All funds raised in this auction will go via the Screen Directors Guild of Ireland to the Docudays Ukraine Appeal to support filmmakers still documenting the war within Ukraine and to the ICFR Ukraine Appeal to support filmmakers from Ukraine & Russia who may need to relocate.
Veteran Film set auctioneer Sean Eacrett is hosting the timed auction on easyliveauctions.com.
The auction is open online now until closing on Sunday July 17th at 6pm.
About Filmmakers supporting Filmmakers
The Normal People Auction is being organised by WFT Member Órla Murphy, who in March 2022 gathered a group of independent Irish filmmakers, including Brian Deane, Brendan Culleton, & fellow member Roisin Kearney and Irina Maldea, to raise funds and awareness about the ongoing crisis in Ukraine. The group already raised just over €10,000 to support their impacted colleagues, attracting support from all corners of the industry. Supporters include representative bodies (Screen Directors Guild of Ireland, Raising Films, Screen Producers Ireland, Women in Film & TV Ireland, Animation Ireland, Set Decorators Guild), the Lighthouse Cinema and international sales agents, alongside crew members, directors, writers, producers, production companies. Events to engage the general public have included the sale and raffle of props and costumes donated by Shinawil, Brown Bag Films and Newbridge Silverware, along with a gala screening by the Lighthouse Cinema, Element Pictures and Eureka Film & Video.
Several Ukrainian filmmakers currently in Ireland contacted the group and Órla has put these filmmakers in touch with Screen Ireland and Screen Producers Ireland. Networking initiatives and training opportunities are currently being prepared to help integrate both Ukrainian and refugees from other countries into the Irish film industry. All involved in the project are giving their services pro bono.

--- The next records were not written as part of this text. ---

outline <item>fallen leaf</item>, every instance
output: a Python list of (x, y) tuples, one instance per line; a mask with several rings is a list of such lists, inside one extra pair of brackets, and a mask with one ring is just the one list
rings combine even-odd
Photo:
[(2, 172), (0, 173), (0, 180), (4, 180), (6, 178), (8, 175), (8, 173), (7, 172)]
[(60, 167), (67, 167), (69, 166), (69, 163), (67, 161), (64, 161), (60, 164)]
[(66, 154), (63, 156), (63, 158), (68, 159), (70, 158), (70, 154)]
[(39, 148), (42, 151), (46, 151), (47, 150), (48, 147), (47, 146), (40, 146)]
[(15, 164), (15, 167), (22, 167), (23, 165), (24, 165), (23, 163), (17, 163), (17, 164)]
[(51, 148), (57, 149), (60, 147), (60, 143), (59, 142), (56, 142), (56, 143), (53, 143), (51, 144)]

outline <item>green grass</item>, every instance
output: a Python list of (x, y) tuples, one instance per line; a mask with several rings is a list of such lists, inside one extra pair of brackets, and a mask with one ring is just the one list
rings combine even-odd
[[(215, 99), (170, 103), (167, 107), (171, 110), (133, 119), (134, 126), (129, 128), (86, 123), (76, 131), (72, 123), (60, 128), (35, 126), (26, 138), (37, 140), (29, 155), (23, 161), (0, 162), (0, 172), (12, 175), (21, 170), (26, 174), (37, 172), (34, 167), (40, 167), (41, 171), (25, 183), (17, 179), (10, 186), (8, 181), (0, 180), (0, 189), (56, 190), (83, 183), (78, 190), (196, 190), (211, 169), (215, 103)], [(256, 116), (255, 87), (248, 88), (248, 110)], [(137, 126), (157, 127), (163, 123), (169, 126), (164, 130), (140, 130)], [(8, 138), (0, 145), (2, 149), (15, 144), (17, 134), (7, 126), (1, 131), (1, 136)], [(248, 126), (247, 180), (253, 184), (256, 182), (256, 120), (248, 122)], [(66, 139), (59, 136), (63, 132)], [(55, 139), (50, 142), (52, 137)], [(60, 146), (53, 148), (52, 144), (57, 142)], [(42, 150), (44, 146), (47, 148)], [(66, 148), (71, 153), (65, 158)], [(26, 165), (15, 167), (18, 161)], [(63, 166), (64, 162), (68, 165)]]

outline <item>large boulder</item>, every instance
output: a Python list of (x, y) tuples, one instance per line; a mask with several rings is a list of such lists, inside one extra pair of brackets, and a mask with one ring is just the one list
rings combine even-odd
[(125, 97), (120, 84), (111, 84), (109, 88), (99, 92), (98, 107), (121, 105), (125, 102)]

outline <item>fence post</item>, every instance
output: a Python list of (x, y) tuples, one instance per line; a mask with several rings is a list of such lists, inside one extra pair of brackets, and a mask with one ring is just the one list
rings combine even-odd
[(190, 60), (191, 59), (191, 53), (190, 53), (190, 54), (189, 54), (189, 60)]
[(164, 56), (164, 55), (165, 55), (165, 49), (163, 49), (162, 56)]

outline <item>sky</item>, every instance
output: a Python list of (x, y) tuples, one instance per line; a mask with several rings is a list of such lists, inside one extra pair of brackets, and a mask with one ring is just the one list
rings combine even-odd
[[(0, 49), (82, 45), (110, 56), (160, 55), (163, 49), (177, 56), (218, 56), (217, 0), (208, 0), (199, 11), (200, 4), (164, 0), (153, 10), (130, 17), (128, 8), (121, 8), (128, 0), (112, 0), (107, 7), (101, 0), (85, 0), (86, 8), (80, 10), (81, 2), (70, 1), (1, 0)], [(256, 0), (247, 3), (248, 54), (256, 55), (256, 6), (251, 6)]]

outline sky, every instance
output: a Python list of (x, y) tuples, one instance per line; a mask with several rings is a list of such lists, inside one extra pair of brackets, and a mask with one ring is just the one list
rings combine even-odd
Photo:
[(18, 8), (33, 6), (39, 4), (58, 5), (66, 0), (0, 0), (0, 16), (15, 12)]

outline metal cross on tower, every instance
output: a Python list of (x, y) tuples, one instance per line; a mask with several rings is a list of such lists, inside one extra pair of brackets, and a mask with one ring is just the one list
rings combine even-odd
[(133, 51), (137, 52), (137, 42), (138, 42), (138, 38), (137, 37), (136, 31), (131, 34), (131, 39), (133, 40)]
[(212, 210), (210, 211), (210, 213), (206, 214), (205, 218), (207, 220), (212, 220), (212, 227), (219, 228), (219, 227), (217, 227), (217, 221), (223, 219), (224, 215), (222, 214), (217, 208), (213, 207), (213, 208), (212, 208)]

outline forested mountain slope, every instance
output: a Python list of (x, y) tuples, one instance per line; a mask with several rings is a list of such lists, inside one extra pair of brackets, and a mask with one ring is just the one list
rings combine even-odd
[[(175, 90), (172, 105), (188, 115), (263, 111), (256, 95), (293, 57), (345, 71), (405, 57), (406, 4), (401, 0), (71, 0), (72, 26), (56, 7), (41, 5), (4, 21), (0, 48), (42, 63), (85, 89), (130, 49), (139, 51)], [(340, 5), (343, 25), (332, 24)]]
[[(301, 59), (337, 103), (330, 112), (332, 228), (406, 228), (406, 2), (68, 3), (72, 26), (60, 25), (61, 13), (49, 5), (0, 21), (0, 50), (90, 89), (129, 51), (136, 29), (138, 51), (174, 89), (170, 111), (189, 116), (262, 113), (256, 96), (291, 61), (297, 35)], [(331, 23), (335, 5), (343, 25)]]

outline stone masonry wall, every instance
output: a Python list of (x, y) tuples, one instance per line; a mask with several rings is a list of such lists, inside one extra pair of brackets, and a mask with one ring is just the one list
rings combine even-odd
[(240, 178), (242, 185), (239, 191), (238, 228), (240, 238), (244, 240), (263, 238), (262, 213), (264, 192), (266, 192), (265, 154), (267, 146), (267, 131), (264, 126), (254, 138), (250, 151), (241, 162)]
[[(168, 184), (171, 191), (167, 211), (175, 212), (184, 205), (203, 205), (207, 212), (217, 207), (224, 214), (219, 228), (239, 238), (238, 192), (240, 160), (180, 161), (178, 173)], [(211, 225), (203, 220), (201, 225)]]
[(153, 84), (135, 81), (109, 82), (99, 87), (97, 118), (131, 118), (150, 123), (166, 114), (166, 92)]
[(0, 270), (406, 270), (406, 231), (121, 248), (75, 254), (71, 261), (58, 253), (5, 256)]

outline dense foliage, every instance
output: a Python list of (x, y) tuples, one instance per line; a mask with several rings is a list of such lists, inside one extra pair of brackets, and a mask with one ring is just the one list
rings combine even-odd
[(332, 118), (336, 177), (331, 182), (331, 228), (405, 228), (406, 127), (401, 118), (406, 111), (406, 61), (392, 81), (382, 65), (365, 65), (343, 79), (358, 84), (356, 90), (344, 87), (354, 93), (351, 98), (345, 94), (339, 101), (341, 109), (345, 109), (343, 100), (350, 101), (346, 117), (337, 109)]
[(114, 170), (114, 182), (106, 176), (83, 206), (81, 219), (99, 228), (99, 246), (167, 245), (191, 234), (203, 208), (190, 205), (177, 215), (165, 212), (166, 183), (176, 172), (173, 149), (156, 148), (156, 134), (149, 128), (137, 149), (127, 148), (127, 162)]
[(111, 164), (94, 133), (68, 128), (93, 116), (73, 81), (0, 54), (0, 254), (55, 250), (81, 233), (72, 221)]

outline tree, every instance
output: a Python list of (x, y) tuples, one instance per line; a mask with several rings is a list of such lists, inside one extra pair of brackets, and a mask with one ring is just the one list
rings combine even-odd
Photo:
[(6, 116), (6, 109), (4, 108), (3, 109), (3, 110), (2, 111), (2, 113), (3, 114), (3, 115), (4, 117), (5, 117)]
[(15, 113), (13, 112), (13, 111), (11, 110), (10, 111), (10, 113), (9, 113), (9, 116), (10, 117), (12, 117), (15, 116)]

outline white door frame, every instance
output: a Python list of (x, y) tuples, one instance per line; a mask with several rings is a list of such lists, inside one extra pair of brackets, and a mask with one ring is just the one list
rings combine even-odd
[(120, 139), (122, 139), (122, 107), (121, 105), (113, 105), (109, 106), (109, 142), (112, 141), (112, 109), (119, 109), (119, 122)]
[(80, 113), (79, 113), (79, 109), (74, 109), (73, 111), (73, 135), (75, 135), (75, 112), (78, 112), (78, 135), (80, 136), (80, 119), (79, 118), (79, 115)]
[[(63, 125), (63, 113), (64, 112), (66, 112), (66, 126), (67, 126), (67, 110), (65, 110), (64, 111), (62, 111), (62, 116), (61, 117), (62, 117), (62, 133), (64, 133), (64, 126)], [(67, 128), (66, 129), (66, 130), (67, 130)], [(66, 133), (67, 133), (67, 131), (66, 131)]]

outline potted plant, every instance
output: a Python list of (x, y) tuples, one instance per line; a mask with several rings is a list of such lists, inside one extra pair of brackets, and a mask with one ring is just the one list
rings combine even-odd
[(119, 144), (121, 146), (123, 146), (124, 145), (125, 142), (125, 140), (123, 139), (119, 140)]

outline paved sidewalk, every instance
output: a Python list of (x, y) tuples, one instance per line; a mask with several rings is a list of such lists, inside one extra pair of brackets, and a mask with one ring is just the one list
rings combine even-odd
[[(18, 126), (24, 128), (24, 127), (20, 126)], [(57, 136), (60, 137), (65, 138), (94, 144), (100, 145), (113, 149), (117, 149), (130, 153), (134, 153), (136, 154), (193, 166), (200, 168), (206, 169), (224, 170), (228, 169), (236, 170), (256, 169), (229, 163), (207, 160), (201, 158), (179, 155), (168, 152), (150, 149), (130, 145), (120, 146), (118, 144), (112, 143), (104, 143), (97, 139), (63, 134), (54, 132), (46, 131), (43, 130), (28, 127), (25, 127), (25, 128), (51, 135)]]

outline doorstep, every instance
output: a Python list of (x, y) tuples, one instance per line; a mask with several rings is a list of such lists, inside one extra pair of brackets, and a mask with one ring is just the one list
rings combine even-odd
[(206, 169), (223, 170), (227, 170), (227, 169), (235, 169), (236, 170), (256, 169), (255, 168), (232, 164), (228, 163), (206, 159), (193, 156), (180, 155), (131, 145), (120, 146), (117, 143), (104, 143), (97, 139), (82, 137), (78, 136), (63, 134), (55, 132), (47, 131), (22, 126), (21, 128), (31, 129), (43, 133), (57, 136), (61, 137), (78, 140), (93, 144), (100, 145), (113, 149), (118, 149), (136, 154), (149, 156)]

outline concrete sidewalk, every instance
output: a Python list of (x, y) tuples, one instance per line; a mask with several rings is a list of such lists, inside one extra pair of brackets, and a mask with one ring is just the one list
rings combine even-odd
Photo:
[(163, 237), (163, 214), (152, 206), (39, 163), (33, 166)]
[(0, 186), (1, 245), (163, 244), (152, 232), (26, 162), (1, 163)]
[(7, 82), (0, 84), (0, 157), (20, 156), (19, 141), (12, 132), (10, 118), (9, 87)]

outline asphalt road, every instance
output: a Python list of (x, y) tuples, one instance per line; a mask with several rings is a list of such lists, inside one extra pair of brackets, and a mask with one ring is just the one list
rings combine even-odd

Órla Murphy said: “In sending these funds to our fellow filmmakers we are also sending a message of solidarity, hope and respect.”
Ed Guiney, Founder and Company Director of Element Pictures said “What is happening in Ukraine is utterly devastating. Along with Lenny Abrahamson, we at Element are proud to be supporting these charities and admire their brilliant work to help film makers.”
Darya Busel Chief Programmer of the Ukranian documentary filmmaker festival Docudays.ua, said: “For the past four months, Ukrainian filmmakers are risking their lives and mental health to document the atrocities of war and let the world know about the war crimes, but not only that – they are gathering footage for future films. I’m sure the films that will emerge from the work that is being done now, will help us to understand this historical moment, when the whole world has to reconsider the principles on which it is built.
These films to come, will help us to face our traumas and to reconnect with ourselves. Because the worst thing the war is doing to you is that it takes your life from you. In every possible way; you can no longer plan anything, you are parted with your loved ones, you lose your home and everything you’ve been working so hard your whole life for… and in the end, one day, you can even be killed. It’s true that maybe cinema cannot change anything in the short term but it can definitely change a lot in the long perspective. On behalf of our colleagues in Docudays and in Ukrainian film, I am very thankful to all who donate to support us in doing this important work.’
Orwa Nyrabia ICFR Ukraine said: “We established ICFR because we believed that film people everywhere are a community, that attacking one film person anywhere is an attack on all of us, that with such acts of solidarity we can show the whole world that film people will stand up for each other. With our Irish colleagues efforts, that faith is renewed. The plight of our Ukranian colleagues today concerns all of us, and no matter how small or bg our contributions can be, they first and foremost send a message that is not financial; ‘we are with you, you are not alone’.